Days after a 22-year-old man was stabbed at a bus stop at 43rd and El Cajon Boulevard on September 13th, the Copley-Price Family YMCA staff decided to lock the entrance to the Y off the boulevard.
4300 El Cajon Boulevard, San Diego
"It's for the security of our members," said Justin Warren, the facility's membership director. "We have families and kids here, and we want people to feel safe because they are safe."
Members are still getting used to the change but say it's understandable.
"It's sad that they have to lock the door to keep people safe," said a member who preferred not to be identified except as “a swimmer.” "But that's the neighborhood, and I'm glad they're looking out for us."
On September 13th, just past 7:30 p.m., a man approached the victim at the bus stop, according to San Diego police officer Billy Hernandez. "One of them made a gang remark," Hernandez said. The victim fled up 43rd Street and to Meade Avenue, where he apparently turned west and ran to his brother's home at Cherokee and Meade, according to police reports.
"The call came from Cherokee and Meade, and that's where the officers made contact with the victim," Hernandez said. "The wound was non-life-threatening."
But knowing what happened raised red flags for the Y staff.
"We had some issues [with the El Cajon Boulevard entrance],” said Warren, “and we had concerns about non-members having access to the lobby."
The Y's main entrance is on 43rd Street, with a drop-off driveway that leads into the parking garage. Most people use that entrance, which is closer to the front desk and the check-in kiosk. The sheltered driveway allows for less stress for parents picking up their kids and for other activities.

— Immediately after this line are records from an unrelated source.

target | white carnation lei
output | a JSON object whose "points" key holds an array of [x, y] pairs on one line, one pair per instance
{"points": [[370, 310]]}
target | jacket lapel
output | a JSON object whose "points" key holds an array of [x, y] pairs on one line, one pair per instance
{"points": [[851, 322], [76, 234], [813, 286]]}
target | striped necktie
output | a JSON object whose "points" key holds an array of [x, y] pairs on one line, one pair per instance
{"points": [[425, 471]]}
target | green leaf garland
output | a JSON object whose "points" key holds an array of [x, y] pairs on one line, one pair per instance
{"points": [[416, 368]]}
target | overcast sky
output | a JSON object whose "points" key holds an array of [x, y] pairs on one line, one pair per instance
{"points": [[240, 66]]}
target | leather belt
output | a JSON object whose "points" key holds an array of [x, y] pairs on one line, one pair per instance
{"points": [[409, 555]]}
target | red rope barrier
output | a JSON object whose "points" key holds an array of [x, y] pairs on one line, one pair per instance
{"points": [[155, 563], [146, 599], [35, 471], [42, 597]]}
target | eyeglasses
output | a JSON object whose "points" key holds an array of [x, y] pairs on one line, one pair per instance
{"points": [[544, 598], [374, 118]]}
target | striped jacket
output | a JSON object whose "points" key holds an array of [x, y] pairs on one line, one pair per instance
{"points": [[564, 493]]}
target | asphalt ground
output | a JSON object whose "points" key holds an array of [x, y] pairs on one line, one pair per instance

The Copley-Price Y opened in January 2015. It was built with funding from the Price Family Charitable Fund (now known as Price Philanthropies) and other groups that have long nurtured and invested in City Heights. The Price Family Charitable Fund was founded by Sol Price, who made his fortune by founding the Price Club. He worked for 30 years in City Heights and, when he died at 93 in 2009, had already invested tens of millions of dollars in the neighborhood, according to the Price Philanthropies website.
The $34 million YMCA complex, with two swimming pools and a playing field for league sports, is part of plans to revitalize a neighborhood that is one of the most diverse in California, but poverty and remnants of gang activity remain in the area.